Although laws have been enacted and rulings have been made, the cancerous underpinning of slavery haunts the minority community. Culture, mentoring and self- esteem have been stolen.
Because of the lingering racism and its tangible manifestations, reparations are clearly justified. But the devil is in the details. Who pays and who receives? And what form should the payments take?
My great-great-grandfather fought for the Union in the battle of Gettysburg. Should I be penalized, or should I be a beneficiary? Sounds Silly? But everyone’s perspective should be considered.
Regarding reparations, I have some “thinking outside the box” ideas. They are designed to start the ball rolling.
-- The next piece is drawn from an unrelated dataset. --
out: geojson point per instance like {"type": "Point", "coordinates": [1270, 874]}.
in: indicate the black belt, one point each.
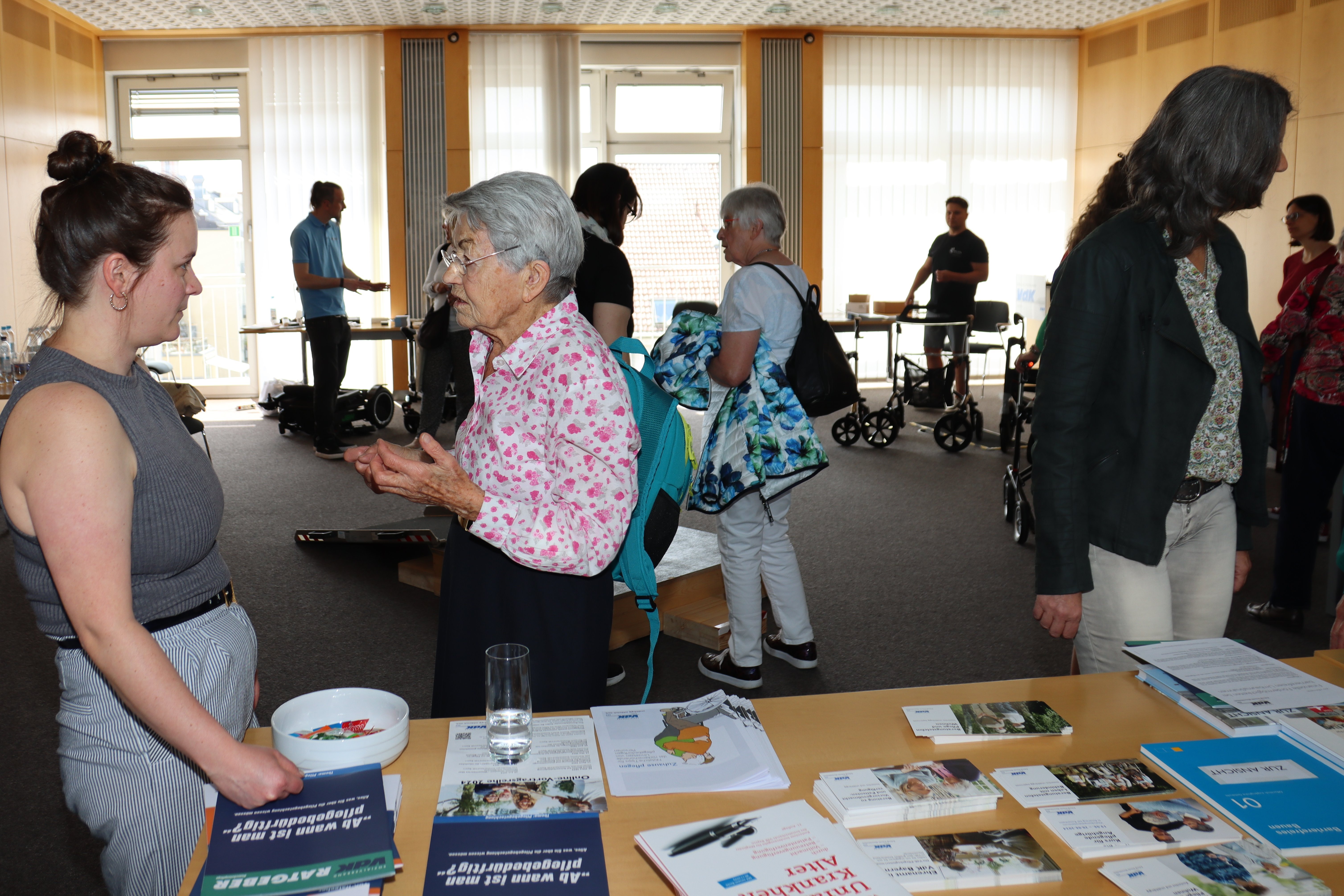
{"type": "Point", "coordinates": [224, 598]}
{"type": "Point", "coordinates": [1195, 488]}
Since what was taken should be returned, I would focus on self-esteem, culture, education and self- sufficiency.
- A domestic “foreign exchange program,” where family members are exchanged and live with the exchange partner’s family. The greater the disparity in income and living conditions the better. This is true for both the haves and the have nots of the exchange partners.
- Enhanced education and job training. The training should be applied across the board, from very early childhood to post high school and treat all levels of training from blue collar to advanced academic and professional skills. This cannot be to the detriment of the privileged classes but should be directed to the minorities who have been damaged by the system. I firmly believe in the old adage: “Give a man a fish, and you feed him for a day. Teach a man to fish, and you feed him for a lifetime.”
- Mentorship is critical and especially lacking in minority homes that have been more severely impacted by the legacy of slavery and its later racist discrimination. Mentors should be proactive in finding those persons so impacted. This activity must be extensive and well administered.
These are some suggestions by me. To the privileged class, I ask that you put your thinking caps on and let’s return to those who have suffered, what was taken from them.